Disclaimer: I wrote this post when I was in a difficult time with emotions, and I'm at peace again and maybe now you do not write as it is, but it is done and I enjoy reading (I think God's sake someone give this girl a Urbadan before you give something.) I also agree it was while writing this post I made important decisions in areas that have nothing to do with encounters that can be read between the lines here. The energy produced at the time prompted me to do things that otherwise would not have done, that is, I took the positive side to fit :)...
sorry to confess that the often used phrase "I do not regret anything" does not apply to me. I repent and many things. Of things I did and stopped doing things. I regret leaving decisiciones wrong and that some fear will guide my actions.
I regret not given steps and follow hunches that maybe I should not continue. I regret that I lost friends and I regret most of frustrated love because I know that they might be better at present.
I regret to mourn in silence and you say I love my pillow instead of who I wanted to tell. I repent of trying to always be sensible and look for that reason will guide my actions, but I regret the few times I let myself be impulsive, and shat.
I regret the lost time with people not worth it and more of the force that consumed trying to help them become better people. I regret to build castles in the air and I regret even more want to live in them despite knowing they would vanish in a blink of ojos.Me regret not having lived long enough and I regret it, knowing that life gets out of hand when least expected.
The usual consolation when you regret something is "the actions and decisions I made in the past made me the person I am today without that I would not be" because not apply because sometimes (often) I am not the person who wanted to be and if given the chance to be better in many ways it would be.
sorry to confess that the often used phrase "I do not regret anything" does not apply to me. I repent and many things. Of things I did and stopped doing things. I regret leaving decisiciones wrong and that some fear will guide my actions.
I regret not given steps and follow hunches that maybe I should not continue. I regret that I lost friends and I regret most of frustrated love because I know that they might be better at present.
I regret to mourn in silence and you say I love my pillow instead of who I wanted to tell. I repent of trying to always be sensible and look for that reason will guide my actions, but I regret the few times I let myself be impulsive, and shat.

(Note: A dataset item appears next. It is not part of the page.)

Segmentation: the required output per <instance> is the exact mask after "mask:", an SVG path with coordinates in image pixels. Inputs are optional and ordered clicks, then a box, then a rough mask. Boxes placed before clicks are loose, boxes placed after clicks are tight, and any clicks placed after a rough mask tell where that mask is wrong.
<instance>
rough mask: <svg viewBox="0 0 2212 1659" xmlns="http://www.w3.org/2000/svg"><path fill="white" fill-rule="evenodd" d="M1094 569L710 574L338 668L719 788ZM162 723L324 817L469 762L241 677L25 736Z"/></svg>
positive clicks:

I regret the lost time with people not worth it and more of the force that consumed trying to help them become better people. I regret to build castles in the air and I regret even more want to live in them despite knowing they would vanish in a blink of ojos.Me regret not having lived long enough and I regret it, knowing that life gets out of hand when least expected.
The usual consolation when you regret something is "the actions and decisions I made in the past made me the person I am today without that I would not be" because not apply because sometimes (often) I am not the person who wanted to be and if given the chance to be better in many ways it would be.
I regret having given myself body and soul to those who were unable to match thinking that nobody would take away the dancing. I am sorry because I let those somebodies me worse than it had before. I regret having waited for others what I gave them and assume they would act like me, that is, I regret my ingeniudad.
Me live looking guilty regret for my pain and find myself again and again. I regret ever having taken the blame for my failures as well as foreign because they live more at ease if for once in my life thought that the disaster is the fault of someone else.
As life runs away and I can not live regretting the things I do so you never again have to write this. Reread and I realize that much of my regrets were things I did or said something then the solution is simple. Do and say more. Start today because I can not wait. Who knows if I give you to click Publish Post, I go out and I get hit by a van. I do not plan well expect that I come to stop writing to start acting.
Me live looking guilty regret for my pain and find myself again and again. I regret ever having taken the blame for my failures as well as foreign because they live more at ease if for once in my life thought that the disaster is the fault of someone else.
As life runs away and I can not live regretting the things I do so you never again have to write this. Reread and I realize that much of my regrets were things I did or said something then the solution is simple. Do and say more. Start today because I can not wait. Who knows if I give you to click Publish Post, I go out and I get hit by a van. I do not plan well expect that I come to stop writing to start acting.